Данка сама оживилась от своего пения, в длинных глазах заблестела шальная искра. Допев куплет, она бросила хору через плечо: "Баган[143]!" и, взмахнув руками, пошла по кругу. Цыгане подхватили песню, гости из-за своих столиков зачарованно смотрели
на плясунью. Танцевать, в сдержанной петербургской манере - "хоть стакан на голову ставь", - Данка не любила. Она плясала лихо, по-московски, или, как уверяли её поклонники, "по-таборному", словно ей было семнадцать. Кузьма, продолжающий аккомпанировать ей, не сводил глаз с красного платья, и в его взгляде явно читалась тревога.– Данка, авэла, мангав тут[144]… - шёпотом попросил он, когда жена остановилась рядом с ним и, раскинув в стороны руки с зажатой в них шалью, раскрасневшаяся, с растрёпанной причёской, под начавшуюся овацию забила плечами.
– Пошёл к чёрту…- задыхаясь, прошептала она. Вскинула вверх руку с шалью, широко и зазывно улыбнулась в зал… и вдруг покачнулась.
Кузьма увидел, как скользит из разжавшейся руки Данки шаль; уронив гитару, едва успел подхватить жену. Хор умолк. На помощь к Кузьме бросилось несколько гитаристов из заднего ряда, но он зарычал на них, оттолкнул того, кто стоял ближе, перебросил Данку через плечо и, не взглянув на взволнованных гостей, пошёл прочь из зала. Всё произошло так быстро, что публика не успела ничего понять. Уроненную Данкой шаль и выпавшую из-за её пояса орхидею тут же убрали, хоревод Алексей Васильевич, ушедший вслед за Кузьмой, вскоре вернулся, объявил, что несравненная Дарья Степная внезапно заболела, продолжать выступление не может, но завтра непременно будет снова радовать дорогих гостей. Вскоре хор уже тянул "Не спрашивай, не выпытывай", и дочь хоревода, чёрная глазастая девчонка, возводя в потолок глаза, вела первый голос.

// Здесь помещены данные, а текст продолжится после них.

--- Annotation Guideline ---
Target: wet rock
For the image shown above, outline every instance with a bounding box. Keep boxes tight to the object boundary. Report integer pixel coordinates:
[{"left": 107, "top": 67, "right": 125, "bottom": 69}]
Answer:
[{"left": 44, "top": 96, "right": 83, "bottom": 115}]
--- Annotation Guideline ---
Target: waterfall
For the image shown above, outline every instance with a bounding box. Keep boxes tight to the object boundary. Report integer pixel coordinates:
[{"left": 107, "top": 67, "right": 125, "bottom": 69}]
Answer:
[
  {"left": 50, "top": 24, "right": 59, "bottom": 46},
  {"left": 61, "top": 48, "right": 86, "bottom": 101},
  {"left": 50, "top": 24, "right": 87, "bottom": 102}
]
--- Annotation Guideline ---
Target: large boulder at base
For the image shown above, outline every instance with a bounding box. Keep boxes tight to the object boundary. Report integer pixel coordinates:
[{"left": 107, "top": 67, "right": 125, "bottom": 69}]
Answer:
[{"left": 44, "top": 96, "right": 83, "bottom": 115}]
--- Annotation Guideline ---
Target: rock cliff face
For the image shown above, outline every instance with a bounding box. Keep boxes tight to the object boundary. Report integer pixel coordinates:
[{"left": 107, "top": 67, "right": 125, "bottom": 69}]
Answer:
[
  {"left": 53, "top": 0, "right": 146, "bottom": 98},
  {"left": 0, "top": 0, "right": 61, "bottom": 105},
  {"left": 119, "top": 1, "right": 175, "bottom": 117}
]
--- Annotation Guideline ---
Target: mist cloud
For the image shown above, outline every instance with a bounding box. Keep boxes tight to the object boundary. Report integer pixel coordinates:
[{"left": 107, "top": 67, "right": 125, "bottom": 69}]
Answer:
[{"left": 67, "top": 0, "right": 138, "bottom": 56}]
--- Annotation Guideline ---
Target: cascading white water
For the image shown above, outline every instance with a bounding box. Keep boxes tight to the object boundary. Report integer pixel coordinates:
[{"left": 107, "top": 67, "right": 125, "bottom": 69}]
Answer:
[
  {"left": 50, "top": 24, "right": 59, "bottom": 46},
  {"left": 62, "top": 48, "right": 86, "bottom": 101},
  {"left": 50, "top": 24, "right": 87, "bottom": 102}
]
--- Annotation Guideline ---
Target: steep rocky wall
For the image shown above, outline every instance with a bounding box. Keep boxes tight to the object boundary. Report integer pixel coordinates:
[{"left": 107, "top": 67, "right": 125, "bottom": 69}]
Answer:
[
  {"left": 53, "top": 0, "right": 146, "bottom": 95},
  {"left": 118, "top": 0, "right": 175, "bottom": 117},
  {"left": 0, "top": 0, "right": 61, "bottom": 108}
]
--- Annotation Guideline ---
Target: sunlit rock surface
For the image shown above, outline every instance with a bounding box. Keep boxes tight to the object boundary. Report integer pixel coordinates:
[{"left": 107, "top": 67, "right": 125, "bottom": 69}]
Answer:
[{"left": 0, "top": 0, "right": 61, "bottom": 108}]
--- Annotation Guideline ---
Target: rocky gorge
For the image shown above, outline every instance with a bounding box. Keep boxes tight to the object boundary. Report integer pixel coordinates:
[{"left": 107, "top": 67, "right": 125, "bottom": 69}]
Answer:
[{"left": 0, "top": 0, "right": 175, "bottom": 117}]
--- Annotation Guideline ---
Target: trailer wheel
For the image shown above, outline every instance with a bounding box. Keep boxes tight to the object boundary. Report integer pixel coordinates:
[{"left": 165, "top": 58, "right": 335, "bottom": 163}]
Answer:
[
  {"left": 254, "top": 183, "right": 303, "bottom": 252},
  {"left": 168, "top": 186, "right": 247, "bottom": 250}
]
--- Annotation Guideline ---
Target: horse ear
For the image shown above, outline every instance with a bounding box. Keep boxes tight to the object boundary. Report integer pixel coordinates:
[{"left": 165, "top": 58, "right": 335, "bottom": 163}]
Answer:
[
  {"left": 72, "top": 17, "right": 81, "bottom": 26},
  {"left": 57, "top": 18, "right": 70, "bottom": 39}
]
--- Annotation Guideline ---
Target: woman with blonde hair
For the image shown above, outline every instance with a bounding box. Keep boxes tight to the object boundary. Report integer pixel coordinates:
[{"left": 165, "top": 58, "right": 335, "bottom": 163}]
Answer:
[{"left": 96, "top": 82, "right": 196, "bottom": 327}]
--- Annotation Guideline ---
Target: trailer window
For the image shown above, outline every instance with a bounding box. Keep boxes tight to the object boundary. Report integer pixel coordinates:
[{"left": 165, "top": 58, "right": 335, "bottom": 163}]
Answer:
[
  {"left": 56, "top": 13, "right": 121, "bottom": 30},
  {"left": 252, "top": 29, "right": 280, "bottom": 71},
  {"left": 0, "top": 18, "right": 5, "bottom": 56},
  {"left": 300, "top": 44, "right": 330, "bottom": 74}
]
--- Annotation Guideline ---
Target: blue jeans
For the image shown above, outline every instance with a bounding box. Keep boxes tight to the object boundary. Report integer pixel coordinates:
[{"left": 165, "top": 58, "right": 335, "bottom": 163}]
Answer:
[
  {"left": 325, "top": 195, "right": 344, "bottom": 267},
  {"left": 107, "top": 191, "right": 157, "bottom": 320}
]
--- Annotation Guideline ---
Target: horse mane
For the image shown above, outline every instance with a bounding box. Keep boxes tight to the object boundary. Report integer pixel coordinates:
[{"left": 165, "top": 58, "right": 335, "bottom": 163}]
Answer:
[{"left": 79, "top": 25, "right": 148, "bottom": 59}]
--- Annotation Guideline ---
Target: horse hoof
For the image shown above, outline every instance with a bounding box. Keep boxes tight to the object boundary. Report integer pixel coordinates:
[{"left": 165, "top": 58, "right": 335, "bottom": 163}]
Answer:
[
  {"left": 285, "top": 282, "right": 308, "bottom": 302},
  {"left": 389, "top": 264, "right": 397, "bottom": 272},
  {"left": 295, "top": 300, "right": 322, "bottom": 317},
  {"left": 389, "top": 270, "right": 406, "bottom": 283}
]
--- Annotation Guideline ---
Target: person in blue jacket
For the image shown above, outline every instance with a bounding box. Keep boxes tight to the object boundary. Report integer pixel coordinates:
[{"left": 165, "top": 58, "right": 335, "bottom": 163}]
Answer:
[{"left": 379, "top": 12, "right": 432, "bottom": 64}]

В крошечной комнате за большим залом Кузьма опустил жену на короткий диванчик. Она лежала неудобно, на боку, подвернув под себя руку, но когда Кузьма попытался было уложить её поудобнее, Данка, не открывая глаз, зашипела:
– Оставь! Ты пьян!
Кузьма был совершенно трезв, но спорить не стал. Принёс воды, положил Данке под голову свёрнутую подушку, придержал стакан, ожидая, пока она, морщась и проливая воду на бархат платья, напьётся. Тихо сказал:
– Ну, зачем ты снова?.. Говорил же доктор… Очень плохо, да?
– Ох, поди вон… - не открывая глаз, сказала Данка.
– Извозчик скоро будет, поедем домой.
Она не ответила. И лежала, зажмурившись и отвернувшись к стене, пока Кузьма торопливо переодевался и прятал в футляр чудом не треснувшую после удара о пол гитару. Это была очень хорошая гитара, краснощёковская семиструнка с узким, инкрустированным перламутром грифом, единственная драгоценность Кузьмы, привезённая им из Москвы, и потерять её он не хотел.
В дверь просунулась щербатая физиономия мальчишки-полового:
– Так что здесь народу кучища, Кузьма Егорыч! Запущать кого, аль нельзя?
– Всех гони к чертям, - не оборачиваясь, сказал Кузьма. Из-за двери доносились обеспокоенные голоса, вопросы: поклонники Данки покинули общий зал и собрались возле комнаты певицы.
– Позвольте мне, я врач, - послышался робкий голос.
Обернувшись, Кузьма с недоверием покосился на нескладного человека с острой чёрной бородкой, в дорогом вечернем костюме, болтающемся на нём, как на вешалке. Нехотя кивнул. Войдя, доктор первым делом указал на окно:
– Здесь очень душно, откройте.
Пока Кузьма возился со старыми, прогнившими рамами, доктор сел на диван рядом с Данкой, подержал её за руку, задал тихим голосом несколько вопросов. Затем повернулся к Кузьме.
– Вы знаете, что вашей супруге ка-те-го-ри-чески нельзя выходить на сцену?
– Нам, доктор, говорили, что ей только плясать нельзя… - растерянно сказал Кузьма.
Данка, приподнявшись на локте, смотрела на врача лихорадочно блестящими глазами.
– Нельзя ничего! И плясать, и петь также! У неё изношенное сердце, и, видимо, с молодых лет. Я уверен, что это не первый приступ!